Should the Candidate of the PDP be declared the winner, the state will be heading to Golgotha as so many structures of the present government will be dismantled both implied and imagined. It is to be expected that the state will bleed as so many things that were hidden will be exposed and that which has been kept away will be unearthed.


Whichever way it goes, the people will benefit. The people will win!


Should Oyetola’s victory be upheld by the Supreme Court, it presents a major headache for our law and will set a precedent as reagards the circumstances of the re run election by which he was declared winner and inconclusive becomes a new word and legally so in our democratic lexicon.


Three main options are opened to the Supreme Court. It can uphold the original results, that being that Demola Adeleke of the PDP won on first ballot and declare the re run illegal and Demola narrowly triumphed and avoid the necessity of a runoff. The second main scenario is that the Supreme Court orders a rerun in the affected areas should she agree with the claim of vioence and intimidation at the re run poll.


But there’s also a third option open to the Supreme Court and that’s to order that the re run election was legal and Gboyega Oyetola was validly elected. Limited new poll based not on the declaration of systematic fraud, but just small discrepancies not enough to invalidate the process and the emergence of a winner.


It should also be said that the battle has been that of an old battle in a new guise.


It is a battle between the Tinubu Political dynasty and the ancestral name of the Adelekes.


Whichever way it goes, the determinants of an election judgement such as this  are split between “fundamentals” and “sentiment.” The former is evidence based on prior existing judgement and the provision of the constitution usually grounded in social facts like demographic identity and the state of voters’ satisfaction based on outcome. The latter is the mood or zeitgeist that makes improbable events – like Demola  gaining victory despite all social odds against him– upset conventional wisdom and possibly rewrite the rule book on what’s normal.


When observers are biased towards fundamentals, they sometimes discount sentiment as mass illusion and false ideology. A famous example is Thomas Frank’s book “What’s the Matter With Kansas?” Observers with this bias risk not seeing a sentiment-based shift in the fundamentals that Thomas Kuhn called a paradigm shift.


Historical events are not the same as natural events that the tools of natural science, like probability modeling, were designed to analyze. Though some, perhaps most, historical events, seem (like the weather) to follow the causal logic of nature, other historical events are unpredictable black swans. What happened in 2010 that brought a Rauf Aregbesola to power in the state is still fresh in the mind and perhaps Osun as a state is designing her own pattern and re writing her own history.


The bottom line is that the 2018 election in Osun has already been the most unusual in recent memory. Both Oyetola and Adeleke  have historically high negative favorability ratings.

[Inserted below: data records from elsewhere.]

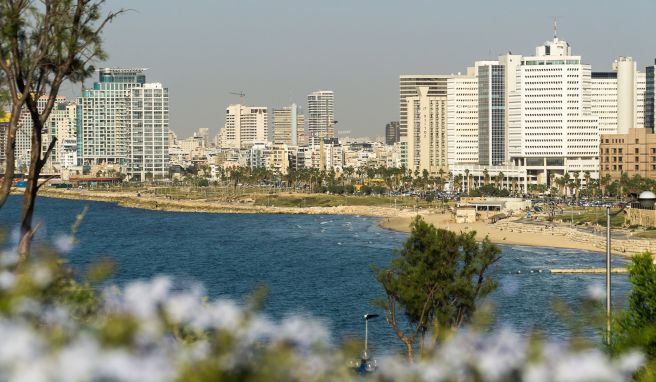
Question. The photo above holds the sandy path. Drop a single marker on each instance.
(402, 223)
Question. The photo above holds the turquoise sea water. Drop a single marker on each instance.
(317, 265)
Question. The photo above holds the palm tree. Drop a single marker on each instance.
(457, 182)
(604, 182)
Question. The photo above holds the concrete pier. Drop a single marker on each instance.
(588, 270)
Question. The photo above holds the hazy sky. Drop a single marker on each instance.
(279, 51)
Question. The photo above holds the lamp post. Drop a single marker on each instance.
(609, 269)
(365, 366)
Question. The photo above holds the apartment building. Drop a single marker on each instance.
(462, 119)
(123, 122)
(633, 153)
(425, 143)
(321, 113)
(288, 126)
(244, 126)
(551, 129)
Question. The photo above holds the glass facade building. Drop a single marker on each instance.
(491, 115)
(123, 121)
(649, 97)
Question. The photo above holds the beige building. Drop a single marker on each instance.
(426, 139)
(633, 153)
(277, 158)
(288, 126)
(244, 126)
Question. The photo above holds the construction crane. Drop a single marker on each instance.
(241, 95)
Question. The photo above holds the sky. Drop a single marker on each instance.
(279, 51)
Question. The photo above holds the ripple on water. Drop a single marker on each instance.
(312, 264)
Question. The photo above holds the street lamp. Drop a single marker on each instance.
(366, 366)
(609, 268)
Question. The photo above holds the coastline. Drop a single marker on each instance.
(155, 203)
(493, 233)
(509, 231)
(513, 232)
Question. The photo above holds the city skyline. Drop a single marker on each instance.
(283, 67)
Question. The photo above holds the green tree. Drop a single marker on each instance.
(636, 327)
(437, 278)
(42, 45)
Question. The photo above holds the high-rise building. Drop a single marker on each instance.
(244, 126)
(392, 133)
(626, 94)
(641, 90)
(551, 129)
(61, 124)
(124, 121)
(321, 113)
(103, 125)
(148, 153)
(603, 100)
(288, 126)
(491, 114)
(633, 153)
(408, 85)
(462, 119)
(650, 100)
(5, 118)
(426, 138)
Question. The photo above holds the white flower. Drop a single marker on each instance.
(64, 243)
(596, 292)
(7, 280)
(41, 275)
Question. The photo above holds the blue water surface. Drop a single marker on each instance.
(317, 265)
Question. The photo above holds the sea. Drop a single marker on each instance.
(316, 266)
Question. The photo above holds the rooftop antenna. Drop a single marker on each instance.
(241, 95)
(555, 28)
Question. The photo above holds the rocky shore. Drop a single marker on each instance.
(511, 231)
(149, 202)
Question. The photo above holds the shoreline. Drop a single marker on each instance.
(483, 230)
(507, 232)
(513, 232)
(155, 203)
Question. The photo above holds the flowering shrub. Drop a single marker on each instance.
(54, 328)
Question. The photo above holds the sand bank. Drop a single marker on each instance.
(159, 203)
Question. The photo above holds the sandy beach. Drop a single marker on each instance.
(493, 232)
(508, 231)
(160, 203)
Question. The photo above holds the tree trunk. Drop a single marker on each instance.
(31, 189)
(409, 351)
(10, 154)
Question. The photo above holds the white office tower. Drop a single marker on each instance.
(244, 126)
(408, 84)
(626, 93)
(650, 101)
(148, 150)
(640, 107)
(551, 128)
(321, 113)
(604, 100)
(61, 124)
(426, 138)
(462, 119)
(491, 114)
(288, 126)
(122, 113)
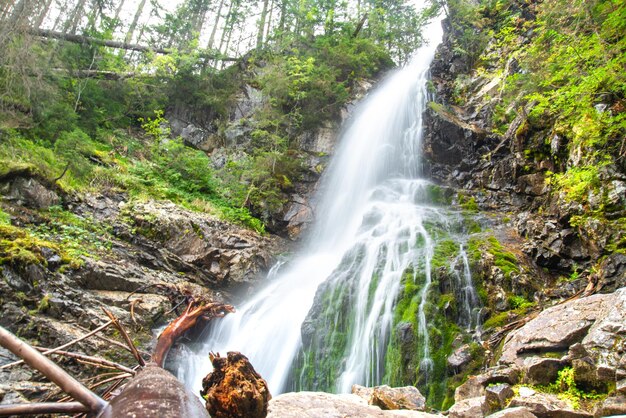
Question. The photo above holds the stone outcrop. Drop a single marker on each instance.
(324, 405)
(545, 405)
(589, 333)
(234, 389)
(385, 397)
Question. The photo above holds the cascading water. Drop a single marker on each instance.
(376, 232)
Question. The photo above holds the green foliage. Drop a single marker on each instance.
(566, 389)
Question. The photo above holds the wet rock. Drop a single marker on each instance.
(299, 216)
(225, 253)
(362, 392)
(541, 371)
(554, 329)
(531, 184)
(469, 408)
(460, 358)
(234, 389)
(497, 396)
(320, 141)
(612, 273)
(326, 405)
(518, 412)
(407, 397)
(475, 386)
(545, 405)
(612, 406)
(154, 392)
(31, 193)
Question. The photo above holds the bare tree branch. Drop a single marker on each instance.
(52, 371)
(43, 408)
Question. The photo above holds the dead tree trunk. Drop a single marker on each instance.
(191, 316)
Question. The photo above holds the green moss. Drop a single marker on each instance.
(5, 218)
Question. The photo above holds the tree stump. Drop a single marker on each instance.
(234, 389)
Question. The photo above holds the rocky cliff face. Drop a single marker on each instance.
(564, 245)
(63, 258)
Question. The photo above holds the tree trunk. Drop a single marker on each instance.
(76, 17)
(215, 24)
(133, 25)
(80, 39)
(228, 25)
(42, 14)
(259, 38)
(269, 21)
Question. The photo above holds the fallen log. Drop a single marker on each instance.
(194, 313)
(234, 389)
(83, 39)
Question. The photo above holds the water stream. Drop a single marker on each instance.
(375, 226)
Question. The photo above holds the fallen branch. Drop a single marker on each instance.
(185, 322)
(82, 39)
(129, 342)
(92, 360)
(43, 408)
(113, 342)
(61, 347)
(52, 371)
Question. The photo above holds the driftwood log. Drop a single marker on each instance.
(234, 389)
(153, 392)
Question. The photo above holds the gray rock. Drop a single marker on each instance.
(30, 192)
(541, 371)
(555, 329)
(497, 396)
(545, 405)
(612, 406)
(518, 412)
(475, 386)
(460, 357)
(469, 408)
(407, 397)
(326, 405)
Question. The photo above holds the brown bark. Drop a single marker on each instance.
(234, 389)
(43, 408)
(52, 371)
(194, 313)
(133, 25)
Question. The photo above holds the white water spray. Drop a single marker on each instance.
(373, 201)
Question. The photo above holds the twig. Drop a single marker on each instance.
(93, 360)
(126, 337)
(186, 321)
(115, 343)
(120, 376)
(61, 347)
(43, 408)
(52, 371)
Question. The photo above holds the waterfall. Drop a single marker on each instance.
(377, 232)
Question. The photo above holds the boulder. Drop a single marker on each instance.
(234, 389)
(559, 327)
(460, 357)
(614, 405)
(385, 397)
(475, 386)
(469, 408)
(541, 371)
(326, 405)
(545, 405)
(31, 193)
(497, 396)
(518, 412)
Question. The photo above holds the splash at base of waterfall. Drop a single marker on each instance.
(369, 261)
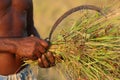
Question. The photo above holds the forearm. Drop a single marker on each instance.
(7, 45)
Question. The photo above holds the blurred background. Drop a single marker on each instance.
(46, 12)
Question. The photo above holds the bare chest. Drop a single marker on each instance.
(16, 4)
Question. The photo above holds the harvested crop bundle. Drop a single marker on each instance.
(90, 48)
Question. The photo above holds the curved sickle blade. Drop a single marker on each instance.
(66, 14)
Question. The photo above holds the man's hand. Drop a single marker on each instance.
(47, 60)
(35, 49)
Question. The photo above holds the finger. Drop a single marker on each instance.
(51, 58)
(40, 63)
(41, 49)
(37, 53)
(44, 43)
(45, 61)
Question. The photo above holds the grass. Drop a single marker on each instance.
(90, 48)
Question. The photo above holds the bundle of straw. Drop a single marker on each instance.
(90, 48)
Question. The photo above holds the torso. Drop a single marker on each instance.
(13, 15)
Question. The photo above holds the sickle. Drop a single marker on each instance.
(69, 12)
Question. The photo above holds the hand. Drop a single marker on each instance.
(47, 60)
(31, 47)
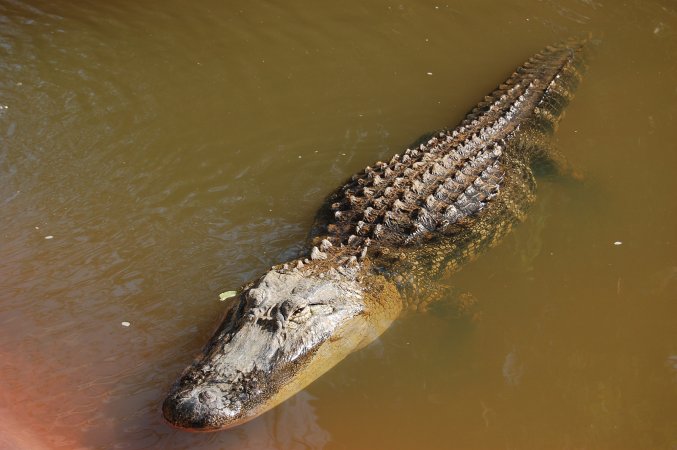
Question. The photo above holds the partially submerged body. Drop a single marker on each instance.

As either of the way to Golgotha or Purgatory emerges, let it be known that Governance is too important an issue to be left only to goodwill and euphoria of victory.


Serious minded people for gvernance and people centrered policies must be brought in to provide a complementary and contrasting perspective such that will be of immense gain to the people. Only then is governance likely to become a concept that can be debated among equals and lend itself to measurements that provide a fairer commentary and perspective on individual communities than the current scales used to measure governance.